Ścieżka zatacza jeszcze szerszy łuk niż się spodziewałem, teoretycznie dokładam kilometrów ale za to wydaje się bardziej „płaska”. Momentami sypie drobny śnieg – widoczność ogranicza się do 100-200 metrów. Brodzenie boso w lodowatej wodzie przy akompaniamencie padającego śniegu wydaję się mało atrakcyjne. Nie było jednak tak źle – w pierwszej chwili przynosiło nawet przyjemną ulgę, ale tylko przez chwilę. Przez większą część drogi powrotnej trzymałem się „paćki T” – w miejscach gdzie należało przekroczyć potok były nawet „ułożone” kamienne brody. Przy niższym stanie wody można się było pokusić o próbę forsowania bez zdejmowania butów, teraz jednak nie było o tym mowy. Poza tym te narzucane kamienie były bardzo śliskie, o czym się przekonałem – przed kąpielom uchroniły mnie tradycyjnie kije trekkingowe. Zdecydowanie lepiej było przechodzić poniżej lub powyżej ułatwień.

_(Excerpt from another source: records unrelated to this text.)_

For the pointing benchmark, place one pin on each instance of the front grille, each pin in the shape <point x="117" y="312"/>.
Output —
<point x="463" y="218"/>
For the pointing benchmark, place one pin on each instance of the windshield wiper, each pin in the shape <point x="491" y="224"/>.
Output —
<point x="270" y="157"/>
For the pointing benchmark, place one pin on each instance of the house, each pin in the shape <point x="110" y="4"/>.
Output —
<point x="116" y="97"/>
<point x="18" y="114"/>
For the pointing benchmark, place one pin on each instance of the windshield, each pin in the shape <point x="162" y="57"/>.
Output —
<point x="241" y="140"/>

Przy ostatnim wzgórzu z którego było widać już Mehamn pogoda zaczęła się poprawiać, zrobiło się trochę cieplej. W hotelu melduje po 3 rano. Na mieście bez zmian – tylko lisy imprezują.

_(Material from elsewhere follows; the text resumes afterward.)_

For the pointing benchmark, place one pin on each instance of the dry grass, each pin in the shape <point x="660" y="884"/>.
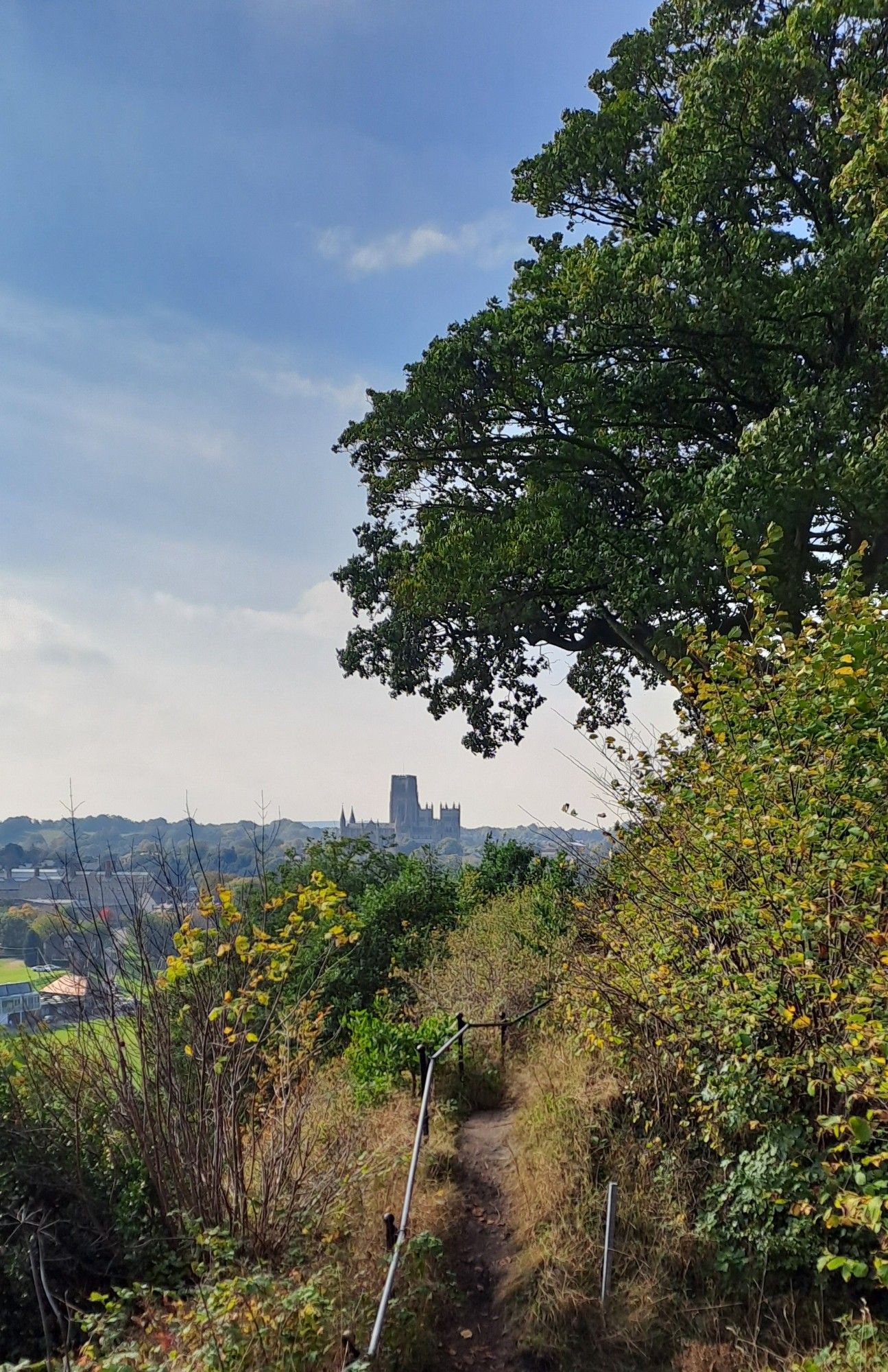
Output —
<point x="568" y="1146"/>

Całość zajęła mi 11h 20 min, odległość jaka pokonałem to ok. 50 km. Do momentu kiedy działał mi zegarek, zrobiłem niecałe 35 km w tym ponad 1300 m wznoszenia przy maksymalnej wysokości 306 m n.p.m.
Zadowolony a w zasadzie dumny szybko zasypiam – rano nie jest tak źle, nawet ze stopami jest O.K. Opuszczamy mikołajowe muzeum i jedziemy na Nordkapp.